A atriz é de direita, é óbvio. Mas conhece os artistas brasileiros, entende de teatro e do audiovisual e dificilmente cairá na conversa dos olavetes

Regina Duarte, com Bolsonaro e Luiz Eduardo Ramos, ministro da Secretaria de Governo | Foto: Twitter/ Divulgação

Desde que começou a circular o convite do presidente Jair Bolsonaro para a atriz Regina Duarte assumir a Secretaria Especial da Cultura, a gritaria tomou conta das redes sociais. Regina, de namoradinha do Brasil, foi transformada em Geni. O “problema” é que, mesmo sendo uma atriz global, a eterna Viúva Porcina, apesar de ser uma das artistas mais consagradas do Brasil, não se encaixa no perfil que se espera – ou se “exige” – de uma profissional da área em que ela atua.
Tais expectativas não passam de maniqueísmo puro. Gente que pensa fora da caixa causa estranheza. Por isso, figuras como a deputada Tabata Amaral e o vereador Fernando Holiday embaralham o pensamento de quem enxerga apenas o preto e o branco e se esquece de que, entre eles, existem bem mais que 50 tons de cinza.
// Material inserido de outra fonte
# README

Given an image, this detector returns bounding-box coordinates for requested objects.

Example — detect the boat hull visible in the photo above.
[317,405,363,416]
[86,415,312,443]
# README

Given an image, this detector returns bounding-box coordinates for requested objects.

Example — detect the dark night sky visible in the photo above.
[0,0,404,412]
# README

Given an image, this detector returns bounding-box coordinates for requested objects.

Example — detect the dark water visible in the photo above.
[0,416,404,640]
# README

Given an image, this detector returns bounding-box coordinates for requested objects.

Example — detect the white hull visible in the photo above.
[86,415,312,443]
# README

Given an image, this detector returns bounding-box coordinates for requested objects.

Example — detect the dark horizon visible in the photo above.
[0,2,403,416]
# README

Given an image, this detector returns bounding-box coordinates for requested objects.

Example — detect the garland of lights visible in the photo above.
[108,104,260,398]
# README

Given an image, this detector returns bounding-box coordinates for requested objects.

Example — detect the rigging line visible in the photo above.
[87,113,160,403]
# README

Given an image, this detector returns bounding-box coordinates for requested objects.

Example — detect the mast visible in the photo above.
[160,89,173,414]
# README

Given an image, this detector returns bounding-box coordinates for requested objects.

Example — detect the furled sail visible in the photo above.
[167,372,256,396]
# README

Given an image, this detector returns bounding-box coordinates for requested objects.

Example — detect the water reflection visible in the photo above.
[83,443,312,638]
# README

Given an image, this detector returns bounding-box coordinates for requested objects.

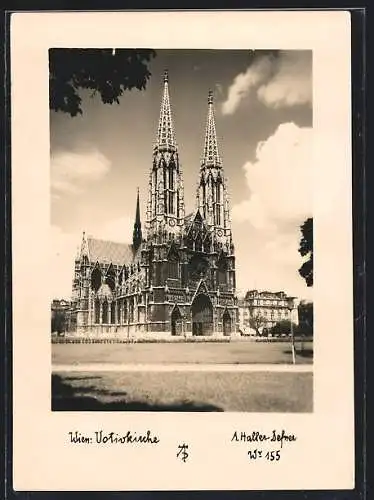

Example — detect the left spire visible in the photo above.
[156,70,177,151]
[132,188,143,252]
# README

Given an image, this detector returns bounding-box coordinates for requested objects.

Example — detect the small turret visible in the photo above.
[132,188,143,252]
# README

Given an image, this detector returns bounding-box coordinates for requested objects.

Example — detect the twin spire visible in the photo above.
[157,71,221,167]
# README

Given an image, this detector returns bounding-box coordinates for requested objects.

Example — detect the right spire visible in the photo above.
[201,90,221,168]
[157,70,177,151]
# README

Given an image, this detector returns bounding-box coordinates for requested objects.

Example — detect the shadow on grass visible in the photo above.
[51,374,224,412]
[283,349,313,359]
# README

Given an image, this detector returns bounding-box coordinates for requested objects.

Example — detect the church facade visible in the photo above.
[71,72,239,338]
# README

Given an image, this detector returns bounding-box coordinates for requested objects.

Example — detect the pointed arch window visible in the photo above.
[95,299,100,325]
[110,302,116,325]
[105,264,116,292]
[217,253,227,285]
[195,234,203,252]
[91,265,102,292]
[102,299,109,325]
[168,245,179,279]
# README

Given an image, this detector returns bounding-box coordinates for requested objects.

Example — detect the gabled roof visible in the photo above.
[87,237,133,266]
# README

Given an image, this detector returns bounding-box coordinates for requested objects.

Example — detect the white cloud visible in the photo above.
[222,51,312,115]
[50,217,134,299]
[222,56,272,115]
[51,150,111,195]
[232,123,312,297]
[257,51,312,108]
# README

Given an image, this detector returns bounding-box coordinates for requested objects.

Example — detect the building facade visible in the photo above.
[238,290,299,332]
[72,73,239,337]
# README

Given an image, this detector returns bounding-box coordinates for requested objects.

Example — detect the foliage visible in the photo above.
[299,218,313,286]
[249,314,267,335]
[49,48,156,116]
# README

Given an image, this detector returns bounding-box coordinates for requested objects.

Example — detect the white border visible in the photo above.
[11,11,354,490]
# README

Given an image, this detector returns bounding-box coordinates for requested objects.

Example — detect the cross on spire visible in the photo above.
[157,70,177,151]
[202,90,221,167]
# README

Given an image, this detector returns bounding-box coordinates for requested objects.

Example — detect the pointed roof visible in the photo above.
[201,90,221,167]
[87,238,134,265]
[156,71,177,151]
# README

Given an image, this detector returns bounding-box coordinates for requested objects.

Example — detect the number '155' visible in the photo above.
[265,450,280,462]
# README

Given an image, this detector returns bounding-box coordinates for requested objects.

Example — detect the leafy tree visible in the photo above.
[49,48,156,116]
[249,314,267,335]
[299,218,313,286]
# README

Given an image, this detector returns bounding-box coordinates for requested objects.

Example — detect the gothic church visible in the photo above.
[71,72,239,338]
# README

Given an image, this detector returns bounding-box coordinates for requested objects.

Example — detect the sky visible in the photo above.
[50,50,313,300]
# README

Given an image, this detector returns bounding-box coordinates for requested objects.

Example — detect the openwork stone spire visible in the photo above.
[132,188,142,251]
[201,90,221,167]
[156,71,177,151]
[146,71,184,239]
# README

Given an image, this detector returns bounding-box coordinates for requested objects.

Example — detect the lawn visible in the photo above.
[52,340,313,365]
[52,371,313,413]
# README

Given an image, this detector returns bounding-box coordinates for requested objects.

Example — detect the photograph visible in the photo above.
[7,10,357,494]
[48,47,314,413]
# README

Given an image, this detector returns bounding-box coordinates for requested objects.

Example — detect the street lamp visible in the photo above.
[287,297,296,364]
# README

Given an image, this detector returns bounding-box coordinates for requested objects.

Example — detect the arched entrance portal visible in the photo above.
[222,309,231,335]
[191,293,213,335]
[171,306,182,335]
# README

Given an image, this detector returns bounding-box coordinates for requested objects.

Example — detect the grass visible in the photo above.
[52,340,313,364]
[52,372,313,413]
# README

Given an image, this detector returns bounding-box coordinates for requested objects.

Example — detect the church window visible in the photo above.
[217,255,227,285]
[169,193,174,214]
[169,168,174,189]
[195,235,203,252]
[91,267,101,292]
[216,205,221,226]
[105,265,116,292]
[110,302,116,325]
[168,262,179,279]
[95,299,100,324]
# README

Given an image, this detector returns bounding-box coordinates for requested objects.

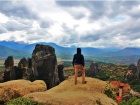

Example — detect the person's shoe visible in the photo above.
[82,81,87,84]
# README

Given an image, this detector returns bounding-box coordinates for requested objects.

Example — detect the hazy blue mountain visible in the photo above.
[0,45,31,59]
[102,47,140,56]
[0,41,28,50]
[0,41,140,57]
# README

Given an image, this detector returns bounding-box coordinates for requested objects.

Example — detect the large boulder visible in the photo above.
[24,77,117,105]
[15,57,33,80]
[86,62,100,77]
[32,44,59,89]
[124,64,137,81]
[0,80,47,103]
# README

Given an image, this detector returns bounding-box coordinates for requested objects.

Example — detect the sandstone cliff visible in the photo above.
[0,80,46,103]
[24,77,117,105]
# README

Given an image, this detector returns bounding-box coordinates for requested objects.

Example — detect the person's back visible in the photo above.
[72,48,85,84]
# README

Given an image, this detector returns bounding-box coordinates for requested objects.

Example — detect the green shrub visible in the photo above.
[119,97,140,105]
[5,97,43,105]
[132,99,140,105]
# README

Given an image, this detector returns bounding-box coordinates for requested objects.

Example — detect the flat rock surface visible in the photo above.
[24,77,117,105]
[0,80,46,102]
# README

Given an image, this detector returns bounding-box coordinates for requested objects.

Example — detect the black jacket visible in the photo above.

Falando diretamente: o pecado de Regina Duarte é ser uma atriz de direita.
Deixando de lado polêmicas inúteis, Regina Duarte é a melhor notícia do governo Bolsonaro em muitos meses. É a oportunidade de uma guinada no Planalto na área cultural, demonizada pelo presidente mesmo antes de ele sequer sonhar que um dia iria subir a rampa com a faixa presidencial no peito. Bolsonaro há muito tempo tem lançado mão do discurso barato de que a arte brasileira só tem servido para destruir a família, propagar a ideologia comunista, promover a pornografia e outras bobagens.
Imbuído desse pensamento, acabou com o Ministério da Cultura, substituído pela secretaria, inicialmente vinculada ao Ministério da Cidadania. O primeiro titular, Henrique Pires, foi exonerado após criticar o que chamou de censura do governo, que cancelou um edital para produção de conteúdo voltado ao público LGBT. Pires foi substituído por Ricardo Braga, que ficou apenas dois meses no cargo.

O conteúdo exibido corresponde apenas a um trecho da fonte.